Research topics include:
1. Electronic and Transport Properties in Low-Dimensional Quantum Materials. He performs both STM and transport measurements on the same sample areas to establish the structure-transport relations down to the atomic scale. New methodologies, such as spin-polarized STM, scanning tunneling potentiometry, and scanning tunneling thermopower microcopy are implemented to probe electronic and spin density of states, electrochemical potentials and thermoelectric voltages on material surfaces.
2. Controlled Synthesis of Low-Dimensional Materials. He synthesizes 2D materials, thin films, and nanostructures, using chemical vapor deposition, molecular beam epitaxy, and a variety of bottom-up directed- and self-assembly processes. He then characterizes these materials and study their electronic, magnetic, optical, and transport properties.
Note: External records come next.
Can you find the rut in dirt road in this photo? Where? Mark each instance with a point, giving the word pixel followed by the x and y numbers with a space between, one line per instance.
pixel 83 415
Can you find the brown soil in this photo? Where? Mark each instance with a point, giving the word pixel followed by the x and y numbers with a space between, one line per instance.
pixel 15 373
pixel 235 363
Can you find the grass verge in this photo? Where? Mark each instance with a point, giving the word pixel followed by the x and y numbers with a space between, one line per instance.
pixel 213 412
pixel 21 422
3. Metal-Insulator Transitions and Electronic Inhomogeneity in Correlated Electronic Materials. He images and manipulates competing electronic phases near the critical transitional points of complex oxide, and examine the quantum transport in correlation with electronic instability, electron localization, Coulomb blockade in quantum material systems from mesoscopic down to the atomic scale.
4. Magnetism and Spin-Dependent Transport in Magnetic Semiconductors and Quantum Dots. He studies nanomagnetism in magnetic semiconductors and QDs, and investigate properties associated with impurity segregations, percolative magnetic transitions, metal-insulator transitions, and spin polarizations of the materials.